Pearl cookies: Take small cookies, like Nilla Wafers, pipe the inside with colorful frosting and place a candy pearl on the outside edge of the frosting. Place a second cookie at top at an angle to look like a clam with a pearl inside.
Seaweed dip: Ppinach dip, with chunks of bread for dipping.
Crab sandwiches: Make sandwiches out of croissants. Add googly eyes on toothpicks to look like crabs.
Ocean punch: Combine one large bottle of blue Hawaiian Punch, a two-liter bottle of lemon lime soda, and one large can of crushed pineapple.
Fish and chips: Mix together bowls of multi–colored Goldfish crackers and potato chips.

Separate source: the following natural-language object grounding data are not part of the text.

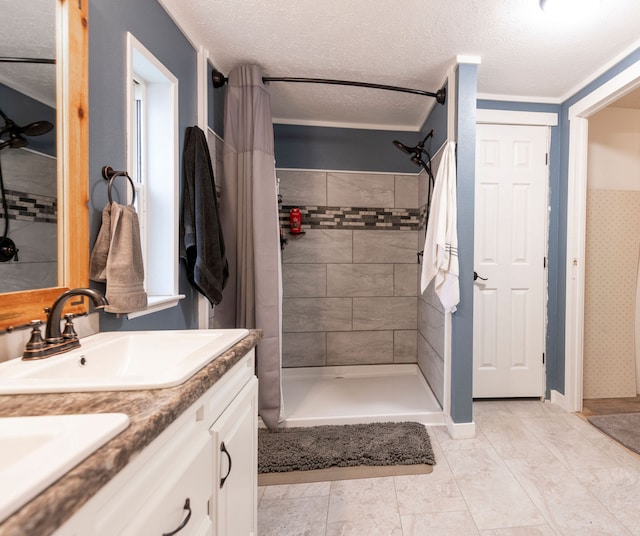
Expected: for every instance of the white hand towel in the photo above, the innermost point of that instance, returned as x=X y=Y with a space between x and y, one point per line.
x=440 y=259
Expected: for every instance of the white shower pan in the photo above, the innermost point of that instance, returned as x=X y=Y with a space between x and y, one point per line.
x=358 y=394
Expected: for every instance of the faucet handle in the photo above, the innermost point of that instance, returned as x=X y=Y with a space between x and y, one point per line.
x=36 y=341
x=69 y=331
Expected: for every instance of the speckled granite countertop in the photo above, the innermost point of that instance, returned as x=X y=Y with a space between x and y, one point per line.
x=150 y=412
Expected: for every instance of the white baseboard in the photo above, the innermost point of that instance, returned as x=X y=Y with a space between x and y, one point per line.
x=461 y=430
x=560 y=400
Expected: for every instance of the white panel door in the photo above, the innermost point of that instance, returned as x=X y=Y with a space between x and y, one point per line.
x=510 y=247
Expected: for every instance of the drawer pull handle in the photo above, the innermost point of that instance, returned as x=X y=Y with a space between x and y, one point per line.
x=187 y=507
x=224 y=449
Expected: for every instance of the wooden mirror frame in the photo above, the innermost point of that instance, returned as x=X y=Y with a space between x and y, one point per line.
x=72 y=117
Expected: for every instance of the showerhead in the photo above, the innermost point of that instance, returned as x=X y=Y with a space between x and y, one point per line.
x=38 y=128
x=415 y=151
x=404 y=148
x=16 y=133
x=15 y=141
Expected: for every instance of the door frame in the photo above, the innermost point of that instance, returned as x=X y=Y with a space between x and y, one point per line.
x=579 y=114
x=543 y=119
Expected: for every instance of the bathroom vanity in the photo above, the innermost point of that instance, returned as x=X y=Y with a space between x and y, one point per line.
x=188 y=458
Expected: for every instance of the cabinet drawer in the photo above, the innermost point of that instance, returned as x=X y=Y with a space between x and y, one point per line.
x=165 y=510
x=152 y=500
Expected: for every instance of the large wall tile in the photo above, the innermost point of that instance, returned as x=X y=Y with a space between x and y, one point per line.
x=406 y=191
x=385 y=246
x=405 y=279
x=359 y=280
x=317 y=246
x=384 y=313
x=303 y=187
x=431 y=297
x=431 y=326
x=405 y=346
x=360 y=347
x=304 y=349
x=316 y=314
x=432 y=367
x=360 y=190
x=304 y=281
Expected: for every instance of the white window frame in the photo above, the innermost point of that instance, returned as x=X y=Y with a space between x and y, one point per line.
x=157 y=189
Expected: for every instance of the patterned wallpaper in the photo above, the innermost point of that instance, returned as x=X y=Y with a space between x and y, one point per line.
x=611 y=272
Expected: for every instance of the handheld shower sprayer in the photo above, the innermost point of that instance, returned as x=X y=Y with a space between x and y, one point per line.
x=417 y=152
x=15 y=140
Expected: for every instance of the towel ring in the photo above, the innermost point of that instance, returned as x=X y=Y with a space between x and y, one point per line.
x=109 y=174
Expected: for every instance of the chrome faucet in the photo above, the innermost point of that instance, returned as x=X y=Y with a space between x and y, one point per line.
x=54 y=341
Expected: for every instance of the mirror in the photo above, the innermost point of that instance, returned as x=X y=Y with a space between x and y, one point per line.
x=28 y=174
x=72 y=39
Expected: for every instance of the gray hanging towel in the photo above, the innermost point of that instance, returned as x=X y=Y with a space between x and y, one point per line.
x=201 y=240
x=100 y=251
x=116 y=259
x=125 y=269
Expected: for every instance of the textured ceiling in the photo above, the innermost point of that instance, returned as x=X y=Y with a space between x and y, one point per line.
x=524 y=53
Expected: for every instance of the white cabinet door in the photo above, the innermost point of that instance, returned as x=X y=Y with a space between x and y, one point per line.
x=235 y=465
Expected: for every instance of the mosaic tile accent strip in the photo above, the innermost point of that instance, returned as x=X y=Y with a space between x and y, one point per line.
x=360 y=218
x=25 y=206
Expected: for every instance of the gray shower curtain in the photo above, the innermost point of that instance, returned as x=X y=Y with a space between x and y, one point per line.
x=249 y=218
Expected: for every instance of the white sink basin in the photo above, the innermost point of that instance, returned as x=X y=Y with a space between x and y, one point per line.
x=120 y=361
x=36 y=451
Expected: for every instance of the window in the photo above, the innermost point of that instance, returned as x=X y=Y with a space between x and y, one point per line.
x=152 y=148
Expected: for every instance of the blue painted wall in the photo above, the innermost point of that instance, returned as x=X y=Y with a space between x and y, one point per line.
x=555 y=270
x=23 y=110
x=462 y=319
x=149 y=23
x=345 y=149
x=437 y=121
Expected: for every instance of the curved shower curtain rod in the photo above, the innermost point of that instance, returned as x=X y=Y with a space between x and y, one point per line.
x=220 y=80
x=26 y=60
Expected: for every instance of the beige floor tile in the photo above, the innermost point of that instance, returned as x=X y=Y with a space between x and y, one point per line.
x=568 y=444
x=293 y=517
x=618 y=490
x=434 y=492
x=494 y=497
x=568 y=506
x=367 y=499
x=439 y=524
x=509 y=436
x=297 y=491
x=366 y=527
x=542 y=530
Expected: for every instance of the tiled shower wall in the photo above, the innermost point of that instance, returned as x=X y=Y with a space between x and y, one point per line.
x=31 y=188
x=350 y=283
x=430 y=316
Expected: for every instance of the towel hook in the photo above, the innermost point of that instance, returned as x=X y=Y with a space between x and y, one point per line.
x=108 y=173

Activities — Sea Inspired Jewelry
There are plenty of sea inspired beads and charms available at craft stores. Look for inexpensive beads that resemble sea glass or artificial pearls.
- Stretch cord
- Sea charms
- Super glue
- Start with a piece of stretch cord about 12 inches long. This is too big for a bracelet, but a little extra cord gives you room to work with.

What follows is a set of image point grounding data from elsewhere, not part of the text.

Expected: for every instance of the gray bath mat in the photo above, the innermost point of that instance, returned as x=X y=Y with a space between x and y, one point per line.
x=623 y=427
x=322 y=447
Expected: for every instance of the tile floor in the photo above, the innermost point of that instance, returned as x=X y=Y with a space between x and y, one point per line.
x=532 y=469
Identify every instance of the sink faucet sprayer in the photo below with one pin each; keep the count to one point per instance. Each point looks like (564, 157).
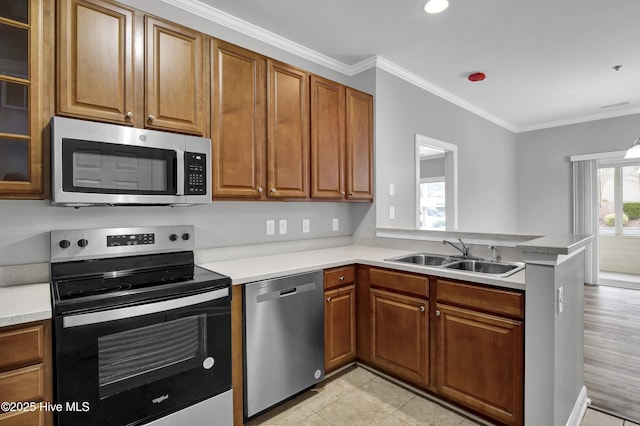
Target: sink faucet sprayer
(464, 250)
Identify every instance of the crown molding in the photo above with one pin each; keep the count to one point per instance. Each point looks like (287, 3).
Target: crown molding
(578, 120)
(416, 80)
(224, 19)
(229, 21)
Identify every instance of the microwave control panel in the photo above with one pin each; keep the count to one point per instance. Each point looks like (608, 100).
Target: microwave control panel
(195, 170)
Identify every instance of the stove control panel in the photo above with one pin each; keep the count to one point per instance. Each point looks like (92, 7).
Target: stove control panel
(79, 244)
(130, 239)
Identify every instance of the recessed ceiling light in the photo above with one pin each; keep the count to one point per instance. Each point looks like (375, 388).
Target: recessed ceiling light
(436, 6)
(477, 76)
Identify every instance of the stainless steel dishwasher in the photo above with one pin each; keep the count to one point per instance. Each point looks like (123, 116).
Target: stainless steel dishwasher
(284, 339)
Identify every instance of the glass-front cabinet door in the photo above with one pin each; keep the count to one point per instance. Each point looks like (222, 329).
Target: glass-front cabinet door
(21, 101)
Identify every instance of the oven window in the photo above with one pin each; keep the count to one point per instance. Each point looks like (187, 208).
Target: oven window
(136, 357)
(100, 167)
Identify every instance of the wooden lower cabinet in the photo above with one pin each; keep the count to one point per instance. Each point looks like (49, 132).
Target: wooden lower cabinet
(339, 327)
(400, 335)
(480, 355)
(26, 372)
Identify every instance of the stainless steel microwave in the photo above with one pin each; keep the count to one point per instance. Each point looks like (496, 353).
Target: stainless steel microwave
(106, 164)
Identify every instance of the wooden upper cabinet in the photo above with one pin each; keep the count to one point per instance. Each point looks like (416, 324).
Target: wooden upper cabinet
(96, 60)
(328, 149)
(238, 133)
(119, 66)
(26, 37)
(175, 78)
(287, 131)
(359, 145)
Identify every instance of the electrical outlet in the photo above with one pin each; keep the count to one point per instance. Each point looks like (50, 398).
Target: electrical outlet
(271, 227)
(560, 300)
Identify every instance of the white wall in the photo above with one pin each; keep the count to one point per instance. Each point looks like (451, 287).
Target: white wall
(486, 153)
(544, 171)
(25, 225)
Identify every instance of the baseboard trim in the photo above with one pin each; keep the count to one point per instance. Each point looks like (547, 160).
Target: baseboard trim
(575, 419)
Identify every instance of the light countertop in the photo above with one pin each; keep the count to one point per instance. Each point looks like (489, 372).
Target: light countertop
(32, 302)
(24, 303)
(248, 270)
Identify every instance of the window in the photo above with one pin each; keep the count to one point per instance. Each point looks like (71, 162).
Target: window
(619, 199)
(432, 203)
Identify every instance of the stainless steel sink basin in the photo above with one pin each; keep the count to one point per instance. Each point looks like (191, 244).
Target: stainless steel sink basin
(425, 259)
(497, 269)
(484, 267)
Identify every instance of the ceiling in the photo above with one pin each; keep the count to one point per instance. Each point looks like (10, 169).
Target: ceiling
(548, 62)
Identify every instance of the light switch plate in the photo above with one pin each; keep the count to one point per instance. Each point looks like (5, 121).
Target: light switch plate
(271, 227)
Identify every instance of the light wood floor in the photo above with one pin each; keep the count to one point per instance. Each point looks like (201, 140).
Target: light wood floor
(612, 349)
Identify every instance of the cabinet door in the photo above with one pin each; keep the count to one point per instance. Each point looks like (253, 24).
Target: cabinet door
(400, 335)
(328, 148)
(359, 145)
(287, 131)
(239, 122)
(339, 327)
(95, 61)
(175, 84)
(25, 46)
(480, 362)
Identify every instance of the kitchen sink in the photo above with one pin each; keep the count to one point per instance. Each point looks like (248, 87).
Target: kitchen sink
(485, 267)
(498, 269)
(425, 259)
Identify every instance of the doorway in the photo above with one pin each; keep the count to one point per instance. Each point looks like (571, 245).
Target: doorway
(619, 222)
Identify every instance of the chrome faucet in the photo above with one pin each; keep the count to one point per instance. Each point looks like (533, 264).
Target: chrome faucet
(464, 250)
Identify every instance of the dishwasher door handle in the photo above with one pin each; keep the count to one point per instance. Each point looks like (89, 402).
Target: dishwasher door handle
(288, 292)
(291, 291)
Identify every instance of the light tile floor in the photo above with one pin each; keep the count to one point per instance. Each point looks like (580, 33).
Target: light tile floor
(359, 397)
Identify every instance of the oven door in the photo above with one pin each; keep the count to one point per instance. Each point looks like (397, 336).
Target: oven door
(130, 365)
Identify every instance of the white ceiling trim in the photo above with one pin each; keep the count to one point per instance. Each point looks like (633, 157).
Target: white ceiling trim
(416, 80)
(219, 17)
(229, 21)
(579, 120)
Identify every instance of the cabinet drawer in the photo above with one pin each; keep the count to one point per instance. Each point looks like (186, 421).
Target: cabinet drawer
(337, 277)
(485, 299)
(23, 385)
(400, 282)
(22, 418)
(21, 346)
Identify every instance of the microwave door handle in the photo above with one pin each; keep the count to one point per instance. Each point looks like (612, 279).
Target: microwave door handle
(180, 173)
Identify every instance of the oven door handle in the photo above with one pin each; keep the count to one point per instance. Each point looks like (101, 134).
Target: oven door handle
(135, 311)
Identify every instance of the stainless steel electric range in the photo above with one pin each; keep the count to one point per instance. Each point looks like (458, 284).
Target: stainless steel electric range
(141, 334)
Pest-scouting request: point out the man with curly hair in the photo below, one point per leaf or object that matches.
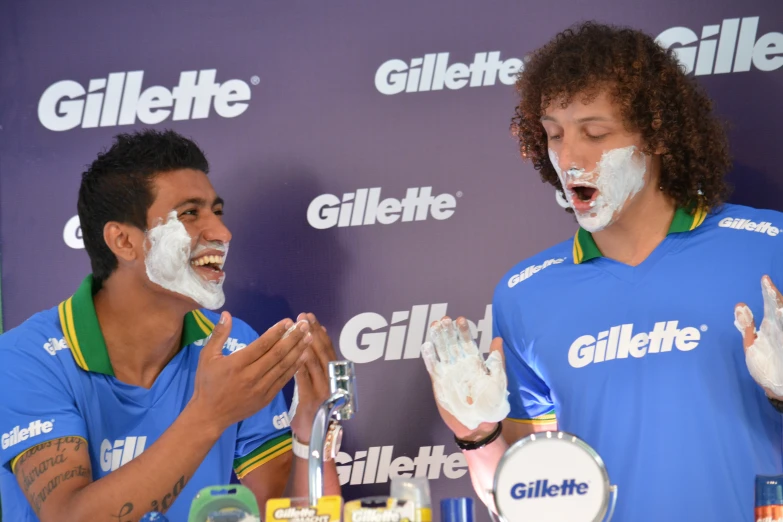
(623, 334)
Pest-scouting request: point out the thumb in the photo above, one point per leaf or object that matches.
(218, 337)
(496, 361)
(743, 320)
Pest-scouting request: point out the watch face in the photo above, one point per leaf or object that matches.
(337, 438)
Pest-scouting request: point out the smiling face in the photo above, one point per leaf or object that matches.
(599, 162)
(186, 242)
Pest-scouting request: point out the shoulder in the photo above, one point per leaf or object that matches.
(241, 334)
(38, 340)
(545, 268)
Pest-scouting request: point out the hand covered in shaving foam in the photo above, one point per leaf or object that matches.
(764, 347)
(470, 392)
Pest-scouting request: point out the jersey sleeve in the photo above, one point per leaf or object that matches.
(262, 437)
(529, 395)
(265, 435)
(36, 404)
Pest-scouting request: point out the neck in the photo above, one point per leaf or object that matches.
(142, 331)
(641, 228)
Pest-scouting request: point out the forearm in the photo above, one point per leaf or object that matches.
(482, 464)
(300, 482)
(151, 481)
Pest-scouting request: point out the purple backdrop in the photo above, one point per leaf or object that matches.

- String the first bead onto the cord and tie a loose knot around it. This will be untied once you are finished. Leave a tail of about 3 inches.

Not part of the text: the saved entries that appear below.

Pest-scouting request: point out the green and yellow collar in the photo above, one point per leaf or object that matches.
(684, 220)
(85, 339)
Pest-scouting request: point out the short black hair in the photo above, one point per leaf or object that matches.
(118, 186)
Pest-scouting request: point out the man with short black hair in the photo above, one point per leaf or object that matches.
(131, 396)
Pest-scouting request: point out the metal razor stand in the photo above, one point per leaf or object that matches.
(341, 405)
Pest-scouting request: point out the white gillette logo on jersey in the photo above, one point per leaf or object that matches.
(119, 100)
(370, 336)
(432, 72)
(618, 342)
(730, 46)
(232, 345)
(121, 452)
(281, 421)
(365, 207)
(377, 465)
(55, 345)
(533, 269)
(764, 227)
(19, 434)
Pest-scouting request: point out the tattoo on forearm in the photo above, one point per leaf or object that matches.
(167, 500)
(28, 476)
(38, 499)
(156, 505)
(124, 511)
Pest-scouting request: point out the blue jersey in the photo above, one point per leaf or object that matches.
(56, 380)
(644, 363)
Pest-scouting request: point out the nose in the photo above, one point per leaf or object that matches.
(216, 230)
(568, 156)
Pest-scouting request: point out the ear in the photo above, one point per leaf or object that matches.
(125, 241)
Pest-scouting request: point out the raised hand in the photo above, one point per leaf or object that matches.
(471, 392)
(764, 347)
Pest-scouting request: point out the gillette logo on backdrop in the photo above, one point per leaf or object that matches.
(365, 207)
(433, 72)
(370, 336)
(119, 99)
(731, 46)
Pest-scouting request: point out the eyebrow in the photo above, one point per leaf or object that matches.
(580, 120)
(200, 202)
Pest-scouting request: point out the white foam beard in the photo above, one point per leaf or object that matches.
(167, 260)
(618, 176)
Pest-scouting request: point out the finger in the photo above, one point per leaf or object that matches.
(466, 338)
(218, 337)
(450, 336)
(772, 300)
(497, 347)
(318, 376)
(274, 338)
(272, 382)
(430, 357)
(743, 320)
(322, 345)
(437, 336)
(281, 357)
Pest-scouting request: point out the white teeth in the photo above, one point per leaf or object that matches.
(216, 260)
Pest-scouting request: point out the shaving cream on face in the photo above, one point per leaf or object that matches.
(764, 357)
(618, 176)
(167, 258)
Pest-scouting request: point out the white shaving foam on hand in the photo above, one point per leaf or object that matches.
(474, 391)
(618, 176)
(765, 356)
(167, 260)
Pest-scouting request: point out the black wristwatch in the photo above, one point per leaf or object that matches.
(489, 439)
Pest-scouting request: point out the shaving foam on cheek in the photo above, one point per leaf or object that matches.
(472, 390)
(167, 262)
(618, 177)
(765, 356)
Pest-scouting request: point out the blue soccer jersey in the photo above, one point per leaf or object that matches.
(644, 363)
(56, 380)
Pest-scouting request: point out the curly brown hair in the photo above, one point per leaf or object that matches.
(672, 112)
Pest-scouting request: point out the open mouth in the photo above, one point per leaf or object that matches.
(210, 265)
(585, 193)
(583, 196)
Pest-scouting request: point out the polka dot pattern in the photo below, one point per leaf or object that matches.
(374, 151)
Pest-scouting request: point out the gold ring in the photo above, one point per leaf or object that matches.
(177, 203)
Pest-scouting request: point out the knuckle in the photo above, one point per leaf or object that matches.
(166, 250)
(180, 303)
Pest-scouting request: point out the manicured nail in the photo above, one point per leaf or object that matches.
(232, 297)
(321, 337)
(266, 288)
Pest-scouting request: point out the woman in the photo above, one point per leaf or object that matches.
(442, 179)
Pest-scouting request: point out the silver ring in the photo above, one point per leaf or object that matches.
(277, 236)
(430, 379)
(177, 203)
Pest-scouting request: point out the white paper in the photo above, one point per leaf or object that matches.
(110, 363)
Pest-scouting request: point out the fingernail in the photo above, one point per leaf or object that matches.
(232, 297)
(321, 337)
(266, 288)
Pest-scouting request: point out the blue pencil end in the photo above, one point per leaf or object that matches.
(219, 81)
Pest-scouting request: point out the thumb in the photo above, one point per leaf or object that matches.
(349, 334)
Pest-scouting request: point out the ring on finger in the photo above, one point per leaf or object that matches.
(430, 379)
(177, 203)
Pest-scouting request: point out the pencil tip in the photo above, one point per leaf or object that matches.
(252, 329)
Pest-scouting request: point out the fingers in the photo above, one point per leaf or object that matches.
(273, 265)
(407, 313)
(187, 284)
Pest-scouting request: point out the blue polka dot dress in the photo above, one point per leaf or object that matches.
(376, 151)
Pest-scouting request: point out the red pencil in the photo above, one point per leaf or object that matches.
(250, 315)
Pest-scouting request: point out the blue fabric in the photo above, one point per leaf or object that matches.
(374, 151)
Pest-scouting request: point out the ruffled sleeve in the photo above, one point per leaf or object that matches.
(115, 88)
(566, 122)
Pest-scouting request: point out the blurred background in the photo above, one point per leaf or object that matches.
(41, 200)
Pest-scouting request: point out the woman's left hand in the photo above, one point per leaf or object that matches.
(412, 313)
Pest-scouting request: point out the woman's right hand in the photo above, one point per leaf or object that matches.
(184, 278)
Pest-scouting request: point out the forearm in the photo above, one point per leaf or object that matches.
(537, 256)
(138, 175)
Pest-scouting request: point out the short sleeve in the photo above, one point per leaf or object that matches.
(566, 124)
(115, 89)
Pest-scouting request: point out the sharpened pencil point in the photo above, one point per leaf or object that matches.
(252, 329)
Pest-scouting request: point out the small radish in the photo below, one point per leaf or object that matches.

- String enough beads to make a complete bracelet. If you are adding a charm or two, do this somewhere before the last bead on the bracelet.
- Once it is long enough, carefully untie the first knot around the first bead. Tie a few knots to keep the ends together. Add one drop of Super Glue to the knots to make sure that they do not come undone. Allow to dry completely.
- These bracelets are quick and easy. If you can, encourage the ladies to make one for themselves, and one for a friend that they would like to invite to
- Women’s Ministries or to church. These make a great evangelistic tool.
God Is Good
Read Psalm 145:1–10 from The Message.
When we were young, many of us dreamed about being a mermaid. We saw the Disney movie,The Little Mermaid and longed to be Ariel. We pictured ourselves as a beautiful creature who lived in the ocean, not having to obey all the rules and obligations that were being imposed on us in the real world.
Maybe our parents were hoping we would be an international soccer player, but this didn’t interest us. We dreamed of becoming an artist instead of a doctor. Maybe we wanted to dance and sing instead of studying and writing a great novel. These thoughts led to positive introspection about who we really were and what our dreams could be.
As we got older, reality set in and few of us continued to wish we were mermaids. However, we still view the ocean and appreciate the creative wonder it is, filled not with imagined creatures like mermaids but with real, majestic creatures and plants.
The mighty ocean is beautiful, filled with brightly colored fish with interesting markings. The sight inspires awe and wonder, reminding us how powerful and magnificent our Creator is. The ocean is powerful and life giving. It continues to amaze those who study it.
There are things that the ocean does that almost seem like magic, at least to those who don’t understand the amazing ways that the Lord works. Just look at sea glass—beautiful, like buried treasure. In reality it is trash, garbage—bottles and bits of colored glass that have been discarded into the ocean. The ocean tosses these glass pebbles around; sand and grit polish them, making them into something beautiful, something worth collecting and treasuring.
Because naturally occurring pearls are extremely rare, most pearls today are manmade. Pearls form naturally when an irritant works its way into an oyster, clam, or mussel. For many years, people assumed that the irritant was a grain of sand, but we now know that the irritant that causes the pearls is most often a microscopic parasite. Not nearly as romantic as the proverbial grain of sand, but in a lot of ways, a beautiful and rare pearl coming from a parasite sends a message of hope about finding beauty in life from something usually viewed as damaging. Once the parasite is imbedded in the mollusk, then the creature starts coating it layer upon layer with a liquid called nacre. This is the same coating that makes these mollusks shiny on the outside. Years later, usually at the end of the life of the mollusk, the beautiful pearl is formed.
The ocean is full of beautiful things that reflect on the magnificence of the Creator and cause us to reflect on how we fit into God’s big plan. Some of us are like the fish, beautiful and unique, created for a specific and clear purpose. Some of us feel like sea glass. Maybe we started by feeling discarded, but through the elements and the water that symbolize the Creator, we are polished and made new. And some of us see ourselves as pearls. It may have taken us some time to get where we are, and we probably are not finished yet. But our God is mighty and with us the whole way. He is bigger than the process and willing to invest the time needed for us to become who we were meant to be.